By comparison to the many countries operating under Category 1, the racing jurisdictions which currently operate under Category 2 are on the screen. To say that the balance towards Category 1 is stark, is to understate the situation.
So why is it that the overwhelming majority of racing jurisdictions operate under category 1 rather than category 2? Firstly, category 1 consistently rewards the most deserving horse. And secondly, by solely upon their support of those racing jurisdictions, owners and bettors accept category 1 as the fairest way to decide upon the placings of a race in which interference occurs.
Owners are critical to the health of any racing jurisdiction. But equally and arguably more so, bettors are the life blood of the industry, as they support racing through betting turnover. Owners and bettors must be protected so that they will continue to support racing rather than abandoning the sport.
Will current and future participants remain and be attracted to racing if they lose their money one day and then lose their money again the following day in another jurisdiction due to a conflicting rule? It must be maddening to racing supporters, so how would a new customer, be they owners or bettors, handle such circumstances?
Critical rules of racing must be harmonized across international borders. Can anyone imagine the height of the net in the U.S. Open tennis being entirely different to the height applicable at Wimbledon? Would followers of tennis, which attracts significant wagering around the world, accept such a situation? Can racing allow the current situation to continue?
Countries experiencing watershed moments which provided the impetus for changing to category 1 include Great Britain, via the Royal Gate demotion in the 1988 Ascot Gold Cup and the Japan Racing Association's demotion of Buena Vista in the 2010 Japan Cup. Both Royal Gate and Buena Vista were demoted behind lesser horses with both decisions attracting widespread international condemnation. However, the unintended benefit to these outcomes was the positive move of both jurisdictions to change to category 1.

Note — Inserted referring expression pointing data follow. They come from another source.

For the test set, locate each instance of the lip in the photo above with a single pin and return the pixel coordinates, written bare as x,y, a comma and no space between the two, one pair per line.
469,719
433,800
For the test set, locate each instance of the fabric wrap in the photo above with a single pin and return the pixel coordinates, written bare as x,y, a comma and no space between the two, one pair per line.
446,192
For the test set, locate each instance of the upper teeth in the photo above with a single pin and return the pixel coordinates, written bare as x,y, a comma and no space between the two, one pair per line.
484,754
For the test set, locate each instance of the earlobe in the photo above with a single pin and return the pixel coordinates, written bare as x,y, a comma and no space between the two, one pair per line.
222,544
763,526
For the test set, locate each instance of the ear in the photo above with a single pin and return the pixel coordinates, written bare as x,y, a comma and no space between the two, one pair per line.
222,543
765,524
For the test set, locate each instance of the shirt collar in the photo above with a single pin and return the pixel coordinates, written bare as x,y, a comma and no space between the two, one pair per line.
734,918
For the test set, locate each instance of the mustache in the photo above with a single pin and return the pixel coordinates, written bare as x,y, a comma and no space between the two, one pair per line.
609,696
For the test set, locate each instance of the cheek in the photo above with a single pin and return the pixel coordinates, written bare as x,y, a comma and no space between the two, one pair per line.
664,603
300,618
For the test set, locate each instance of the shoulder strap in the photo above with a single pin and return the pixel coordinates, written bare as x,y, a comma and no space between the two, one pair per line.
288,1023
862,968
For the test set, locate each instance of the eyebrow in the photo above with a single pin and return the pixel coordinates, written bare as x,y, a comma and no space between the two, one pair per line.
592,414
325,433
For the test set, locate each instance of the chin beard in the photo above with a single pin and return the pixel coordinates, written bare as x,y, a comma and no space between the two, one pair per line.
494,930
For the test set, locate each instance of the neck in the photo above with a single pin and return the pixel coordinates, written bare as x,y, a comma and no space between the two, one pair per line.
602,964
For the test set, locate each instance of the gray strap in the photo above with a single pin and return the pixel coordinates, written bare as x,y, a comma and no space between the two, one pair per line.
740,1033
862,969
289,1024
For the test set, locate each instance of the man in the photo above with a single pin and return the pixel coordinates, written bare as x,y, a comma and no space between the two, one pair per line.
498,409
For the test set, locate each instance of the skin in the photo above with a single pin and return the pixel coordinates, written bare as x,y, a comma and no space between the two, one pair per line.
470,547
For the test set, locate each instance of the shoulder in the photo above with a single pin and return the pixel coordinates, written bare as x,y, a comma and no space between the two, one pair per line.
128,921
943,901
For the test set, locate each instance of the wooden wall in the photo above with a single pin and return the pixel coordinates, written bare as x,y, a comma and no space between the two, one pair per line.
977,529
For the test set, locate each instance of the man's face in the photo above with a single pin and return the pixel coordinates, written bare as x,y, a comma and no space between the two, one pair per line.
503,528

So will the 2019 Kentucky Derby ultimately prove to be North America's watershed moment? The circumstances of this year's Derby are well known to those in this room. But there are a couple of points which need to be highlighted regarding an interpretation of the result through the category 1 prism. The main recipients of the interference caused by Maximum Security finished 8th, 14th, and 17th, with their respective margins being 4 1/4 lengths, 14 3/4 lengths and 17 3/4 lengths. No cogent argument can be made that any of those horses would have beaten Maximum Security on the day, regardless of the interference, including the second place getter.
Under either category 1 or category 2, the jockey of Maximum Security is very likely to be penalized for his actions or his inactions. But under category 2, the jockey is not the only person who is penalized, as the owners lose prize money, the trainer loses his winning — his or her winning percentage and reputational benefits, the breeders who have bred the winner of one of the world's most iconic races are negatively affected, and significantly, every single bettor who supported the horse is impacted.
And whilst these parties are also affected under category 1, in those circumstances it can be demonstrated that the most deserving horse did not win the race or obtain their best relevant position. Perhaps one demotion in the 150-year history of one of the world's most iconic races isn't cause to throw the baby out with the bath water. But it is not just about one demotion in one race. It is demotions of the most deserving horses behind inferior horses in races across the scale of importance.
Will bettors and owners continue to support a sport which doesn't always acknowledge the most deserving participant? I firmly believe that racing should always be a contest which, wherever possible, rewards the most deserving horse on the day, and should not be about penalizing every party associated with a horse or jockey which causes interference. It is my very respectful opinion that category 2 yields inconsistent and undesirable outcomes. And while category 1 may not be perfect, it is significantly less imperfect than category 2.
An obvious concern, which has been raised by many, is safety, which I understand is under a good deal of scrutiny here in America. I have read concerns that a move from category 2 to category 1 will result in win-at-all-cost riding by jockeys. Let me address those concerns.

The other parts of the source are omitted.